While the government has claimed that the biometric information will not be handed out to any “requesting entity”, the Aadhaar Act allows for this data to be disclosed to any government joint secretary “in the interest of national security” – a phrase that remains undefined.

“Aadhaar is a platform that will be used to converge all existing databases, and it is already happening,” said Gopal Krishna, a member of the Citizens Forum for Civil Liberties. “The fear is that it could be used to classify and profile all kinds of citizens.”

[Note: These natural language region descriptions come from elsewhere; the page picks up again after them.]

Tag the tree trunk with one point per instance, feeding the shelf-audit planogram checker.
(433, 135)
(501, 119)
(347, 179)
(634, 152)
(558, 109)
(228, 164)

Krishna said the Bohra ITS card can easily be compared to the Aadhaar. “The community’s members need to realise that electronic databases are never really secure, and may not remain in control of the community authorities,” he said. “Bohras are endangering themselves because their information can be used not only for surveillance by their own clergy but also can be used by any hostile body to get personal information about them.”